Le XVIIe siècle fut le siècle des atlas, et plus particulièrement des atlas hollandais. Ces superbes publications comprenaient plusieurs volumes, douze pour l'Atlas Major de Jan Blaeu, avec environ six cents cartes et trois mille pages de texte. Ce fut l'ouvrage le plus cher de la deuxième moitié du XVIIe siècle. Il était disponible en édition latine, néerlandaise, française, anglaise et espagnole, mais toujours vendu dans sa reliure d'éditeur en vélin ivoire à décor doré, caractéristique des publications hollandaises. Des reliures de luxe, en maroquin ou en velours, étaient prévues pour les hautes personnalités, mais aussi des cabinets de bois sculpté tel celui qui abrite l'exemplaire de Colbert, paradoxalement conservé à la Bibliothèque de l'université d'Amsterdam.
Les cartes d'atlas étaient également vendues à la feuille, et, si le client le désirait, aquarellées, « lavées » comme on disait à l'époque, par les soins d'un enlumineur, pour quelques florins de plus.
Parmi les villes des Provinces-Unies, extraordinairement actives et peuplées, Amsterdam jouait le même rôle que Venise en Italie du Nord, ville à laquelle on la compare souvent, avec ses canaux, ses îles et l'omniprésence de l'eau. Dès 1600, elle avait supplanté Anvers et était le premier port d'Europe. Elle devint aussi la capitale des arts et des sciences. En 1620, on y dénombrait soixante-treize collections d'histoire naturelle. Le long des canaux, sur lesquels progressaient d'innombrables barques chargées de sacs, de tonneaux, de paniers et de cageots, s'élevaient les entrepôts. Celui de la Compagnie des Indes orientales, près du Dam, était le plus spectaculaire. On y entreposait la soie, le coton, les porcelaines ; un abattoir y fonctionnait aussi. Les senteurs exotiques du poivre, des épices, du thé, du café et du tabac se répandaient dans toute la ville. L'autre grande compagnie, pour les Indes occidentales, avait ses bureaux, ses magasins et ses chantiers le long du port. Les chantiers navals occupaient en outre des milliers d'artisans.
 

Les marins les plus aguerris, les plus sobres et les moins exigeants

Que ce soit pour la pêche, le cabotage, les transports au long cours ou la guerre navale, la marine hollandaise était alors sans pareille. Avec quelque six mille navires et plusieurs dizaines de milliers d'hommes d'équipage, elle équivalait à l'ensemble des autres flottes européennes. En outre, dès la fin du XVIe siècle, les chantiers navals hollandais avaient conçu un navire de commerce performant et économique, la « flûte ». Malgré ses flancs renflés et son gros volume, elle se manœuvrait avec de plus faibles effectifs que les autres bâtiments de même tonnage.
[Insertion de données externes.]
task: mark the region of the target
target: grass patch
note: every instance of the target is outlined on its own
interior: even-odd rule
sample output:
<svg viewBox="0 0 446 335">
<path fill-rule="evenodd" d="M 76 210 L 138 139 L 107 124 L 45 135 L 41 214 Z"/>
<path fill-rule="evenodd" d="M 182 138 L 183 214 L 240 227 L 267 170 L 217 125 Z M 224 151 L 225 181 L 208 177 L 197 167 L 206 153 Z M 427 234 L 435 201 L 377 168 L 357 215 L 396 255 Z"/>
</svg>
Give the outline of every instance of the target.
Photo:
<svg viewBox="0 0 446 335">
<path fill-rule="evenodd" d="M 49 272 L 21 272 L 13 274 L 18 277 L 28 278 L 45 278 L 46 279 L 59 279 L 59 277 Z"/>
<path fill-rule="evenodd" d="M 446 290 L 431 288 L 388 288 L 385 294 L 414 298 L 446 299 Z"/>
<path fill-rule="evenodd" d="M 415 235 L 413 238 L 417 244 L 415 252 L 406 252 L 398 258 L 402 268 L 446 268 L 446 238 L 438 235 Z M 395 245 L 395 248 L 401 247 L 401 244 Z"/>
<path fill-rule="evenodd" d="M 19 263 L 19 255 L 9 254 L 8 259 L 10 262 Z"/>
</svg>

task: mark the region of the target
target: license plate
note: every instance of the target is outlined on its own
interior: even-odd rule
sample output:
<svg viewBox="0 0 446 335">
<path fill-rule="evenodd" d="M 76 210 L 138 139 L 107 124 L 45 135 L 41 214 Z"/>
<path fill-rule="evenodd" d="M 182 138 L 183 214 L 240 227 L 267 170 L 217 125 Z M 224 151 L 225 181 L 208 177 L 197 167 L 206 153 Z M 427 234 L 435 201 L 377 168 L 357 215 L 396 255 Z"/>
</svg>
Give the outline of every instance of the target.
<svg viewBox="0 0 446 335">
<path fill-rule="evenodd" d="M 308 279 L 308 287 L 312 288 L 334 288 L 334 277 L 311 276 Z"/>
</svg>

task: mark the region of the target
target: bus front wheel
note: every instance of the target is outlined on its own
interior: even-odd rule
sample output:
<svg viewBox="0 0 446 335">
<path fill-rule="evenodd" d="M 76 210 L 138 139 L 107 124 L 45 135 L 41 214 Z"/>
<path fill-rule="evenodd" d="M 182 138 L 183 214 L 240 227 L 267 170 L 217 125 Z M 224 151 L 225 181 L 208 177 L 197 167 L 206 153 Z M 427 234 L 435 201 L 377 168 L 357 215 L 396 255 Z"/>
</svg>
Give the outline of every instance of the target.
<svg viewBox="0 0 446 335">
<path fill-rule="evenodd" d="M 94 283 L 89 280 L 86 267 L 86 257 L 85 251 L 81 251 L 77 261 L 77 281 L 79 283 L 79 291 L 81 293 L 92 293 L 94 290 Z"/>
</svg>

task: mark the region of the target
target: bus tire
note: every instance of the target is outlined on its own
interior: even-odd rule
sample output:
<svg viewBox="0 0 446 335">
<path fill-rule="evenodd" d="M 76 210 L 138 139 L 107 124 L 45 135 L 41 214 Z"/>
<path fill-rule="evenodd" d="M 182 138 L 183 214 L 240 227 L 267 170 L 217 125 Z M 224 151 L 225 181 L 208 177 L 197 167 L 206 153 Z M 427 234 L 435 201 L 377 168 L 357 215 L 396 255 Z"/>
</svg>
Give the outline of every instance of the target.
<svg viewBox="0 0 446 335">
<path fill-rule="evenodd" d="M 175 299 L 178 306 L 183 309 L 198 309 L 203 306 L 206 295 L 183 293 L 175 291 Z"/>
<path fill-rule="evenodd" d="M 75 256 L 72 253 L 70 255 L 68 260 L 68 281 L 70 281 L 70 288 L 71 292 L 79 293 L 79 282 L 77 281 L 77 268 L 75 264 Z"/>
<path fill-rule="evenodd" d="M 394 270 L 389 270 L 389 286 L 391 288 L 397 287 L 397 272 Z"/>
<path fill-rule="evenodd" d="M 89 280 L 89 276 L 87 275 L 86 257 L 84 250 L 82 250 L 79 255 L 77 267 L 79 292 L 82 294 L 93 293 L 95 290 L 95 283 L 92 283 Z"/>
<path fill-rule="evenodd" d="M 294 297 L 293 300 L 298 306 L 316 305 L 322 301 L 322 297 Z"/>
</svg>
Les Néerlandais étaient réputés pour être les plus aguerris et en même temps les plus sobres et les moins exigeants des marins européens. Non seulement ils étaient accoutumés aux mers les plus furieuses (leur apprentissage se faisait en mer du Nord), mais encore ils se contentaient de bière, de pain, d'un peu de fromage et de poisson sec sans assaisonnement. Les mariniers français, eux, n'acceptaient le poisson qu'assaisonné et seulement les jours maigres !
La population hollandaise ne suffisait cependant pas à équiper les navires, surtout ceux de la Compagnie des Indes orientales, sur lesquels la discipline était rigoureuse, les risques énormes et les salaires misérables. La moitié des matelots environ provenait donc d'Allemagne et des pays scandinaves.